Do you remember how happy I made you? You told me all of the time. You told me I was perfect, I was the best, the most beautiful, the most intelligent, the funniest, the sexiest woman you had ever met. We laughed a lot. You couldn’t keep away from me. You told me that you thought my family relied on me too much. I’d never noticed before, but you made sure to point it out. The lifts in the car, the babysitting, and just generally being there at the drop of a hat. That’s just how my family works, but you sowed a seed, and suddenly I wasn’t sure if it was okay or not. A distance grew between us, my family and me, and a resentment too. You were clever, I was oblivious.
Then you told me about my friends, how they told you I embarrassed them. I felt hurt that my friends would say that, but you and I both know that they hadn’t. You were just so insecure that you were jealous of my friends, so you lied to make me doubt them. It felt like you were the only one who really had my best interests at heart. My world was shrinking.
So we walked from room to room, behind the letting agent. We talked about the cosy nights we’d have by the fire. The barbecues in the garden. We sealed the deal. I was excited, but I should have been afraid.
On the first night you picked a fight. We’d drank a bottle of champagne, I said something you didn’t like, the details are hazy. You picked up a chair and threw it. It smashed. I should have been scared, but I was angry. Why were you blaming me for your mood? I shouted at you. I didn’t realise that you were just waiting for me to lose my temper. You shouted back, you called me the most disgusting names. Suddenly I was the worst woman in the world. Now I was ugly, stupid, boring and frigid. I was stinking, selfish, vile and a pig. I’d never known anything like it. Then you called me a cunt. I slapped you round the face. Do you remember? You laughed! It was almost as though it was exactly what you had been waiting for. Self defence you called it, but we both know that was just an excuse. No fists – just slaps, pushes, and hair pulling. The punches and kicks would come another time. You were saving them, you wanted to know how much I would take and still come back to you. This was just a test of the waters. You held my arms by my side and whispered into my ear how much you despised me, then when I was a sobbing wreck, you held me, you kissed me, you were so sorry. You soothed away the hurt you’d caused. A perfect cycle.

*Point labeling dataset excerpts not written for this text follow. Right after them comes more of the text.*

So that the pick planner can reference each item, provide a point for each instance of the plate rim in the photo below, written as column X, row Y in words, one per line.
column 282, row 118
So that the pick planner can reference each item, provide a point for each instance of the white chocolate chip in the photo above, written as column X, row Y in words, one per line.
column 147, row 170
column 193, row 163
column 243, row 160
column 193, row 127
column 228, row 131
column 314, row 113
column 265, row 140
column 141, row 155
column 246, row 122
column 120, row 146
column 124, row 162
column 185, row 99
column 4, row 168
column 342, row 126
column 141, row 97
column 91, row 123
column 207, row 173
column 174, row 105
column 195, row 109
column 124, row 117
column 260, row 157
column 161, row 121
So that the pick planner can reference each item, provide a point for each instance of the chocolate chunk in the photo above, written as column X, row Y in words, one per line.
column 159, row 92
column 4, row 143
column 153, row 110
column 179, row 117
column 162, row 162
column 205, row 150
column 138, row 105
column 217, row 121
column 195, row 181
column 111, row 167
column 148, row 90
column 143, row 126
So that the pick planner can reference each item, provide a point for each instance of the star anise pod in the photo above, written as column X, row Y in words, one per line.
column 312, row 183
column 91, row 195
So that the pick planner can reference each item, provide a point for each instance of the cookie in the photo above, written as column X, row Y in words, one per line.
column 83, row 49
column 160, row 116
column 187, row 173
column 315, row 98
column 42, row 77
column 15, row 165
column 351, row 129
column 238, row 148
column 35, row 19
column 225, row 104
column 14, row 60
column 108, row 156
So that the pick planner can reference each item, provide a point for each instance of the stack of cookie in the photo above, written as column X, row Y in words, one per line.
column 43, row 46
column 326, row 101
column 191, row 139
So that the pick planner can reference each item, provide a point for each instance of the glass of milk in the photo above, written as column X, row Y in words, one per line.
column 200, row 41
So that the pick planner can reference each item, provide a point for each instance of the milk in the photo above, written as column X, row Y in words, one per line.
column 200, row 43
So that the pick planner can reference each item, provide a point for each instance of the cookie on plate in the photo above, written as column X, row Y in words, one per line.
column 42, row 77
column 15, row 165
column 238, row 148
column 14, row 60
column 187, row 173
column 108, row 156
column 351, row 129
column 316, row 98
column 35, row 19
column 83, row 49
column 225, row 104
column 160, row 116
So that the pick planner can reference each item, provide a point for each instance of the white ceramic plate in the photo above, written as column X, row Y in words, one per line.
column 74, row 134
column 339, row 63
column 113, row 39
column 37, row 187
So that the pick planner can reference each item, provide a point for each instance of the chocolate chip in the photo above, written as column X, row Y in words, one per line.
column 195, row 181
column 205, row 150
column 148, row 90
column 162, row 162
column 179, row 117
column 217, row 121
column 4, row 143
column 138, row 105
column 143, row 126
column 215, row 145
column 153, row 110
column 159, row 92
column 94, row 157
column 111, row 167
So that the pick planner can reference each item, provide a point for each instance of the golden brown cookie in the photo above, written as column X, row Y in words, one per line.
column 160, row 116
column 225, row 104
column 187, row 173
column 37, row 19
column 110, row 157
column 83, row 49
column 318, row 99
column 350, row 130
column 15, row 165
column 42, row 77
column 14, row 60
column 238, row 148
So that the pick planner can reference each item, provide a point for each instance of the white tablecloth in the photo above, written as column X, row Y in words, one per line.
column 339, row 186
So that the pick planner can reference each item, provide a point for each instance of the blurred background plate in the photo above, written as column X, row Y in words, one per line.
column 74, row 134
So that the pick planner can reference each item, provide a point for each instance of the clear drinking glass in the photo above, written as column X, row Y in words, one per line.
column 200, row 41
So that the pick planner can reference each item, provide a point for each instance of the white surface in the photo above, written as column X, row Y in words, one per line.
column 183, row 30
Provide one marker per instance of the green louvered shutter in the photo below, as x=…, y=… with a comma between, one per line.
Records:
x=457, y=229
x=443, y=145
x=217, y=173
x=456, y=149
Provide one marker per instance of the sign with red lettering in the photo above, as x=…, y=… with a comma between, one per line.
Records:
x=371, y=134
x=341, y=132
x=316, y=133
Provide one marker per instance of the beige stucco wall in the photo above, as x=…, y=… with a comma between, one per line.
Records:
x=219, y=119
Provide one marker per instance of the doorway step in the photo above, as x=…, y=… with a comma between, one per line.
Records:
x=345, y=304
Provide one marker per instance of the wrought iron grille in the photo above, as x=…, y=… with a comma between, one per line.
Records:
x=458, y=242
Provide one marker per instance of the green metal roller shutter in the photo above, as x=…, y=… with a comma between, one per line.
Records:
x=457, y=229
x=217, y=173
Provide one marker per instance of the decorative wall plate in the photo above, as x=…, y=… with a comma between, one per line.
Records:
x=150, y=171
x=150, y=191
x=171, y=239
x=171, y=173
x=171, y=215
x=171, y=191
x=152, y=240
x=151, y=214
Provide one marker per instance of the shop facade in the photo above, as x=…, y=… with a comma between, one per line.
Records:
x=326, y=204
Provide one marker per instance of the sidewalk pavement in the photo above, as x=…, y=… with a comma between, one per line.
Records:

So if those walls could talk, they would tell a tale of abuse, of gaslighting, of lies told. They would whisper of denials, of stories changed and they would shout of blame shifting, of the rainbow of bruises, fresh and red, sore and blue, fading and green and the faint yellow tint of finger marks around arms that were ever present. But they would also talk of the brevity of it all. Less than a year, not even a full rental term. They would talk of a lucky escape, where the stars aligned, and one lucky woman had the fortune of understanding what was happening and went running back into the arms of her family and friends. Do you remember it as I do? Or have you changed the facts? Shifted the blame? Did you tell your new partner how I’d wronged you? I don’t really think I need to ask, do you?